4. “We gave sworn statement after sworn statement.”
----Nonsense. Multiple sworn statements in one sitting does not fit well with reality.

5. “So here's my question: Since the FBI issued a warning to the airline industry to be wary of groups of five men on a plane who might be trying to build bombs in the bathroom, shouldn't a group of 14 Middle Eastern men be screened before boarding a flight?”
----Yup. You can bet your bottom dollar they should be screened, and that they WERE screened. This is the stuff that really gets my goat. All pax are screened (in general terms. Let’s not pick nits here). End of story.
--She goes on, “No one checked the passports of the Syrian men. No one inspected the contents of the two instrument cases or the McDonald's bag. And no one checked the limping man's orthopedic shoe. In fact, according to the TSA regulations, passengers wearing an orthopedic shoe won't be asked to take it off. As their site states, ‘Advise the screener if you're wearing orthopedic shoes…screeners should not be asking you to remove your orthopedic shoes at any time during the screening process.’”
----Again, nonsense. This woman and her family stayed on the air side in DTW. They did not get anywhere near security. How, in the name of all things holy would she have been able to tell whether these guys were adequately screened? She had no idea whether these gentlemen had started their trip at DTW or were, like her and her family, changing planes there. She knew (or should have known) that they had been subjected to security screening the first time they entered the air side, but for some reason concentrates only on the fact that the gate agent didn’t do a strip search on them. Further, she cites only enough of the TSA orthopedic policy to make her point. Truth is, the policy info that she quotes from says that “…screeners will need to see and touch your prosthetic device…as part of the screening process… A screening supervisor or a lead screener will need to perform an explosive trace detection (ETD) screening of your prosthetic device…” So, if this guy DID have a prosthetic device, it probably got closer scrutiny than any of HER carry-on baggage. Although they would not have made him take it off during screening, they WOULD have run an ETD on it. If the ETD would have shown traces of explosives, well, THEN he’d have been made to take it off…
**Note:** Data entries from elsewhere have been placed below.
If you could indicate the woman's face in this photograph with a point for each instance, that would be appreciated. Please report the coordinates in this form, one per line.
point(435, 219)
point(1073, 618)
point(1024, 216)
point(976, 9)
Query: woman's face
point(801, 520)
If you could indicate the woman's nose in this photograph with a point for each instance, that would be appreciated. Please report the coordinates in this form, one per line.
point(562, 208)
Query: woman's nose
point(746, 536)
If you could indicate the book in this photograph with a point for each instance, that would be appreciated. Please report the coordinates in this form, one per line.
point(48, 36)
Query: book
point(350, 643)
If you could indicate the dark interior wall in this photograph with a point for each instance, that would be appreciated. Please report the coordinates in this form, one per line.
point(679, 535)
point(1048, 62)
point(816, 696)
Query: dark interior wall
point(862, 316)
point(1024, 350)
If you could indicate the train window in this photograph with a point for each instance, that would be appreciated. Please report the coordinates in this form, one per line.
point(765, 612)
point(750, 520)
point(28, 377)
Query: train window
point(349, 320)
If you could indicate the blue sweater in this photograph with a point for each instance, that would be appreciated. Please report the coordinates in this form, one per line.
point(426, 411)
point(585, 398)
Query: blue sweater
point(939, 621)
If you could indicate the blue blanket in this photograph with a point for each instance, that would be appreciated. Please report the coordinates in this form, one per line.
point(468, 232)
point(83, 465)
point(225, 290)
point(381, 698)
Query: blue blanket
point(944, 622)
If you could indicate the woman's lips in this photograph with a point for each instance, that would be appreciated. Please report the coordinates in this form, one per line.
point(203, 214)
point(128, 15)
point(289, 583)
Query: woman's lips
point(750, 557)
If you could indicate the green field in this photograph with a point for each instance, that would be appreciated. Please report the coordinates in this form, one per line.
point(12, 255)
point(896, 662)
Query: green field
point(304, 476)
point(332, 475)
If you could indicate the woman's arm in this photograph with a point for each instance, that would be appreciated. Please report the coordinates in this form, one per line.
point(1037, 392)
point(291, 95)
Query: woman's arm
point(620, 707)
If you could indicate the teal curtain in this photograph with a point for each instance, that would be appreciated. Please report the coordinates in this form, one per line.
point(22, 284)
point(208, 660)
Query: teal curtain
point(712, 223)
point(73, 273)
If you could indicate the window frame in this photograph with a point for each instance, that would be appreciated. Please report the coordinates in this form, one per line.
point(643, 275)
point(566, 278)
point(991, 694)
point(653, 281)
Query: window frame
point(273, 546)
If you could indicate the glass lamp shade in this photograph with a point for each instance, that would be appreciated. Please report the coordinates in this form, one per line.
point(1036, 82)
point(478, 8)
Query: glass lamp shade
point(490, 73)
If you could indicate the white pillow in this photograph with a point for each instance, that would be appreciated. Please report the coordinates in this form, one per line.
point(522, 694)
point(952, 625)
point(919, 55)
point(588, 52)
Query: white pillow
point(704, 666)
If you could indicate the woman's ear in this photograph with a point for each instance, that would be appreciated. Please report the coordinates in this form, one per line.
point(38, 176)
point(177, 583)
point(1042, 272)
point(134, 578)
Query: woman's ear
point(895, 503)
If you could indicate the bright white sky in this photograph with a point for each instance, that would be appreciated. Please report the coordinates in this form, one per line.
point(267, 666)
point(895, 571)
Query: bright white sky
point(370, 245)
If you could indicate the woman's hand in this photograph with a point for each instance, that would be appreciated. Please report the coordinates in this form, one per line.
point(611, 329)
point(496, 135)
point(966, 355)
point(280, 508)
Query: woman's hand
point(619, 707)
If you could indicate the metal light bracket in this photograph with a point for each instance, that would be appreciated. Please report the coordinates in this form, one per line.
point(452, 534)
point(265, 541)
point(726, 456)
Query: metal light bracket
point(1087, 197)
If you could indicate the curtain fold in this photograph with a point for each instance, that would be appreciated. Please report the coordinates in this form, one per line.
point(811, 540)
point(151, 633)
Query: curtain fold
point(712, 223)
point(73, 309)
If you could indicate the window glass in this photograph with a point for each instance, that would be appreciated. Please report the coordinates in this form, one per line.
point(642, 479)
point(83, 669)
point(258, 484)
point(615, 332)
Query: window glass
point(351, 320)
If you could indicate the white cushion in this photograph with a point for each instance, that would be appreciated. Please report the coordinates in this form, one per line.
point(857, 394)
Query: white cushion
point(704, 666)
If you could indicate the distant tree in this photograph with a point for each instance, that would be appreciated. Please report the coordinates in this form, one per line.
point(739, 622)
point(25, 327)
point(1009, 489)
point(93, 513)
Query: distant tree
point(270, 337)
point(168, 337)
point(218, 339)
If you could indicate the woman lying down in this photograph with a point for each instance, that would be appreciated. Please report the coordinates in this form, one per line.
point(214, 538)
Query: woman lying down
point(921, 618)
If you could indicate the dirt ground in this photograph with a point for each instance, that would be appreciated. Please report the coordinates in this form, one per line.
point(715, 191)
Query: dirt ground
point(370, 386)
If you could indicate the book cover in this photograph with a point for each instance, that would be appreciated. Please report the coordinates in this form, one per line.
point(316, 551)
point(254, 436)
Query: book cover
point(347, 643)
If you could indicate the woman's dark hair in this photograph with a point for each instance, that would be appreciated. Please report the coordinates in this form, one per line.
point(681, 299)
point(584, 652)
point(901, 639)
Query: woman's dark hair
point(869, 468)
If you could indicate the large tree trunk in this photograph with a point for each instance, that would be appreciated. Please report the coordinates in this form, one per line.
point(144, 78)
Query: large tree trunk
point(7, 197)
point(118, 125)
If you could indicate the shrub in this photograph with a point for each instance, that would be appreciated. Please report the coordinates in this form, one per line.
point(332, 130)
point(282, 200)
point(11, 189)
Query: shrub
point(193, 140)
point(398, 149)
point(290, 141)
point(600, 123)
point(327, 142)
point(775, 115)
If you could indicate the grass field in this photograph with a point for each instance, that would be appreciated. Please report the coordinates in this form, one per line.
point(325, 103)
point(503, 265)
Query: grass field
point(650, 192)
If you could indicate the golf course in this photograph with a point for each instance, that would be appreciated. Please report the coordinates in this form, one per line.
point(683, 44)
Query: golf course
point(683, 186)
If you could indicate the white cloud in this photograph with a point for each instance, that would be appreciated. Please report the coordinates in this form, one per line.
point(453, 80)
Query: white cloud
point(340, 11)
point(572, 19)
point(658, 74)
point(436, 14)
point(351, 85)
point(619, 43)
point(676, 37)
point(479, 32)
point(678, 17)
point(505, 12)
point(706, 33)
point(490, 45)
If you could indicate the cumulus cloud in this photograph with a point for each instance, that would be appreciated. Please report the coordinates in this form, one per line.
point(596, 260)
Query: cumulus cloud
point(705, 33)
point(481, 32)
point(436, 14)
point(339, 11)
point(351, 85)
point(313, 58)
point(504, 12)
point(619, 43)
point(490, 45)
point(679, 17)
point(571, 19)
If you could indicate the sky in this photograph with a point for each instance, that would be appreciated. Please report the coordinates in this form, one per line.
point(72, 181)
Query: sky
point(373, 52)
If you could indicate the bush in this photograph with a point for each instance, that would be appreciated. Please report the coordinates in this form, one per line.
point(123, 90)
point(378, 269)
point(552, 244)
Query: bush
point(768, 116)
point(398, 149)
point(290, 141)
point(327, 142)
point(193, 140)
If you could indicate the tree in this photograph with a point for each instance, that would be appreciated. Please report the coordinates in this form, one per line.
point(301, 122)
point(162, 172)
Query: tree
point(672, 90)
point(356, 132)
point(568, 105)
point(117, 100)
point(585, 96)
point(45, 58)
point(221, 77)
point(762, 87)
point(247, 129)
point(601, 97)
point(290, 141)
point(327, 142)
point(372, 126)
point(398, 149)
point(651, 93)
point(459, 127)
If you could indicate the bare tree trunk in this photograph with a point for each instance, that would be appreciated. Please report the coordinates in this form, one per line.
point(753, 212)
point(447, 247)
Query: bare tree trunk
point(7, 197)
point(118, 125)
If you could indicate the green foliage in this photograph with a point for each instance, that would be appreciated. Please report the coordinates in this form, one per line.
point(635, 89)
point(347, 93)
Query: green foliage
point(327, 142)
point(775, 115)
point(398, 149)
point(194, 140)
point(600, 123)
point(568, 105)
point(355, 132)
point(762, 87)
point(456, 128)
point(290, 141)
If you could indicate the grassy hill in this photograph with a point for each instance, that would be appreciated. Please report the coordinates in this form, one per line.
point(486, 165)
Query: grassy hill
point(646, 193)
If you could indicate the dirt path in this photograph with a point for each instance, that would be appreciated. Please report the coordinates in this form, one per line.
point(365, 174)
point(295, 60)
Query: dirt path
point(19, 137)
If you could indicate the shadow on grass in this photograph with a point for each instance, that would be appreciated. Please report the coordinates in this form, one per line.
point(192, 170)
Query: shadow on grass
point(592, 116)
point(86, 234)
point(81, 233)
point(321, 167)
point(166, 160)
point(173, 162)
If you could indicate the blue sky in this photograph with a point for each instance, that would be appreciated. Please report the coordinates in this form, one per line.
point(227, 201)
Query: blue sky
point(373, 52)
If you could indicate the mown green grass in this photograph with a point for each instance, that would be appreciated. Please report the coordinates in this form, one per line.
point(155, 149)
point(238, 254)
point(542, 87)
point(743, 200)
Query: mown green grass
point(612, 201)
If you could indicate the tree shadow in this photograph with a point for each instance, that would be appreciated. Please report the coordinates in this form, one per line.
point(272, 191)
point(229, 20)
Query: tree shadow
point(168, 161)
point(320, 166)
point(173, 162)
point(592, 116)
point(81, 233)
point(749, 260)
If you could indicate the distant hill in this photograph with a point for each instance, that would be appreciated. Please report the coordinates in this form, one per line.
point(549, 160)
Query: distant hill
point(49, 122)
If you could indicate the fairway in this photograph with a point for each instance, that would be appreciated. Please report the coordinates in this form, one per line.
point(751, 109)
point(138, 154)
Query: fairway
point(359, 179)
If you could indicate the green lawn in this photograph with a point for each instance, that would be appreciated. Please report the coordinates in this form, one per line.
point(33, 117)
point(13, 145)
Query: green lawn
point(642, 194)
6. I’ve ranted too long already, so allow me to add just one thing… Much as I love NWA, I have to say that in all my travels, among all the carriers I fly, the NWA FAs appear to be the least likely to manage pax when the seat belt sign is on. I’ve often wondered whether this was some sort of company policy (the logical evolution of the “all we can do is ask them to sit down” line of thought). Perhaps this less-than-aggressive approach reinforced any idea this author had (and nope, I'm not saying that NWA FAs let pax stand during landing. Just wondering whether a predisposition regarding these guys was kicked up a notch by a lax seat belt policy...).

Sure, there’s more, but that’s enough for now.